The new groupset held well. I knew it would.
I did have some slight reservations, readying my clips to quickly disconnect at the first sound of slippage… But I powered on (the whole system felt more…torqued?) And it looked great – aesthetically, and mechanically: there was no wobble/drift as I looked down into the engine room of my right-side pedal; previously the front crank would vary one or two degrees from zero.
A day of drizzle. A day where, circa 3pm, a road race event was taking place between Kilmacolm and Penny’s Arch, just outside Port Glasgow. Flags and other race paraphernalia adorned street lamps and roadside ‘furniture’.
I tore a handful of exploded yellows from one of the many roadside areas brimming with sunshine, and they joined my ‘fat boy’ bike pump purchased earlier from Halfords. The assistant was informed of my displeasure at the longevity of previous mini pumps, as I stood – purchasing a Continental 26″ inner tube too – with £5 worth of ‘tech’. Why pay £25? The backpack’s eventual weight – tools, 2 inner tubes, etc. – was noticeable but not debilitating, and the standard sized pump fitted (just!) tucked under the roof of the bag.
A simple and uncomplicated ride. Chapel Farm fared much better than previous attempts: the bike held at near-stationary points, maneuvers were controlled.
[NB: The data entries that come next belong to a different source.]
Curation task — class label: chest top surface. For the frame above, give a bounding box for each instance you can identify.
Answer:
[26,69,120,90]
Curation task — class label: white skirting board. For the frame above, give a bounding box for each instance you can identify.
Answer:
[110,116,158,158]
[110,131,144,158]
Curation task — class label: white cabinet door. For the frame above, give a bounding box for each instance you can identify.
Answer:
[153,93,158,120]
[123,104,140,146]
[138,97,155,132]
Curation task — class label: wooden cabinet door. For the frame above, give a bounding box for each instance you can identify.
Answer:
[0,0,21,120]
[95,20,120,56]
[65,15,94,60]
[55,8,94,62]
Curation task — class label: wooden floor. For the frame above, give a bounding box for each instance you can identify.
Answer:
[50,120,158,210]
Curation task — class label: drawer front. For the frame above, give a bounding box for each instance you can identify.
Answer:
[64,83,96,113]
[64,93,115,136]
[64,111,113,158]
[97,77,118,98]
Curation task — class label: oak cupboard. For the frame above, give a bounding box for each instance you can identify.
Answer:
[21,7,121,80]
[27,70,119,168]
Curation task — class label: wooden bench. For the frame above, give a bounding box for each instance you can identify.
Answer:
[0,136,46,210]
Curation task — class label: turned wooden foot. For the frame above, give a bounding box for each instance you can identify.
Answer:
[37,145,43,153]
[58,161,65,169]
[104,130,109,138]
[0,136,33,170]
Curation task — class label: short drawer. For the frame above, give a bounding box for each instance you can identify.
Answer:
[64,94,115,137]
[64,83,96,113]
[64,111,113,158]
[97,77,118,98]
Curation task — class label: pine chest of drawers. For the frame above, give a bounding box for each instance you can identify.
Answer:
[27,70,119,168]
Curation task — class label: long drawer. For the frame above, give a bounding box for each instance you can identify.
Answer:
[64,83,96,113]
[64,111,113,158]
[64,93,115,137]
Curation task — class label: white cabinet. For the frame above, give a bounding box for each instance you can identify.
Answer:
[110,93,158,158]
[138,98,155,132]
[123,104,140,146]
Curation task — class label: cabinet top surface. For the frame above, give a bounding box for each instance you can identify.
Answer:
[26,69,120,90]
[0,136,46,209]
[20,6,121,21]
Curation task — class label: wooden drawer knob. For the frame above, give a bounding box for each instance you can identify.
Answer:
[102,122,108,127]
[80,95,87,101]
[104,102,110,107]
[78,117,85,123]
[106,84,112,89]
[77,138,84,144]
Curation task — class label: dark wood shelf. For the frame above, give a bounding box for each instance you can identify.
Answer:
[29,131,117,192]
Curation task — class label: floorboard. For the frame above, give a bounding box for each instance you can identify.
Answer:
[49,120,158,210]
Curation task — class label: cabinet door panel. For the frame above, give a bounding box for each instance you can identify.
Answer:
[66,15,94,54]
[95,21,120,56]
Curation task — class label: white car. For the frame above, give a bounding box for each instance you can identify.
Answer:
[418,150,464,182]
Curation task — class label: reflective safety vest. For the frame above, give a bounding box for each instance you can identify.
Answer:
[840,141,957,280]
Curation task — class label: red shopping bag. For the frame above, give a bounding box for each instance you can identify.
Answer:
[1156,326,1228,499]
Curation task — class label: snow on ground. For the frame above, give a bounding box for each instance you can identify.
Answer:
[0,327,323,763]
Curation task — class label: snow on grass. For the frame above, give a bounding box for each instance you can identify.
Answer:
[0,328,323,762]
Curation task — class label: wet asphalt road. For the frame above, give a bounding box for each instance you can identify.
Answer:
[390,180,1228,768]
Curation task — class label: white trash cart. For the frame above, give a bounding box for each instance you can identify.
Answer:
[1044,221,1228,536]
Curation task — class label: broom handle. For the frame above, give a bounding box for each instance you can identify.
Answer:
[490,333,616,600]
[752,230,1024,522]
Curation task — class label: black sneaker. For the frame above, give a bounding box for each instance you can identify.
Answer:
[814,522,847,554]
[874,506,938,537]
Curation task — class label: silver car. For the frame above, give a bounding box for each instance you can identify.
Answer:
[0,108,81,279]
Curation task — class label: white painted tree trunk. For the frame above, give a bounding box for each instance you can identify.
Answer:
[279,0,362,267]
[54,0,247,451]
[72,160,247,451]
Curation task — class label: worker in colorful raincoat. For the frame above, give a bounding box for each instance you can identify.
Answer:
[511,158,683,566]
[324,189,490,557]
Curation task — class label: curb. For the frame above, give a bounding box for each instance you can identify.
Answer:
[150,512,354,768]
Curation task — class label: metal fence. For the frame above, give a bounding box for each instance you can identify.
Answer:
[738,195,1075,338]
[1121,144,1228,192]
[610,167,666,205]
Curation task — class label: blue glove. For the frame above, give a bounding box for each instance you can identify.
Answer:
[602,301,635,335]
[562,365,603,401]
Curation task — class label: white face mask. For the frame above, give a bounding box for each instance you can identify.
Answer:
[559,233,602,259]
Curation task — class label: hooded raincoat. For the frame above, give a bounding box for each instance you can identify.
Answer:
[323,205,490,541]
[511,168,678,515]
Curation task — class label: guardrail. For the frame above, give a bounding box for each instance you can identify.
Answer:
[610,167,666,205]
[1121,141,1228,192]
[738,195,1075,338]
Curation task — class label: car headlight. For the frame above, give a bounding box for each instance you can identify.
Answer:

I opted to walk around the swollen swamps on Devol Road – I had shorts on and no overshoes.
The fortnight absence definitely resonated across my lower body: upper body strength had been maintained through ab. work and weights. But the final time showed approximately ten or so additional minutes – and I wasn’t stopping much to snap any pictures.
Refreshed, I returned with the daffodils and a thirst for tea.
In a week that had sad news wander up and confront me; a week in which I knelt in a church, staring at newly lit candles and tried to block out the slosh of busses washing through puddles that formed in the depression that often formed at the busy pedestrian crossing; that Friday I realised that, when you feel loss, that you find some light that accentuates what you do have, have overlooked or taken for granted. Not that I do. I know how lucky I am. I never forget this fact.
So has another journey begun? That is certainly a good question.
I put my faith in the expertise of the chap at Aerobikes. No Internet is present, just a shop front full of bikes, grease and the odd space for people to position their two-wheeled problem(s) and be comforted or consoled. Attention to detail and purpose; capable hands securing, greasing and checking as the busy afternoon passes by outside. Like the inviolate ambience of a library, this ‘space’ had a calming air.
Skill. Craftsmanship. Taking the time to reflect on the present. Looking closely – examining the problem; formulating and evaluating solutions. Applying. Checking.
The honesty of the high street bike shop is allegory for us all. Our lives are complicated. We need time.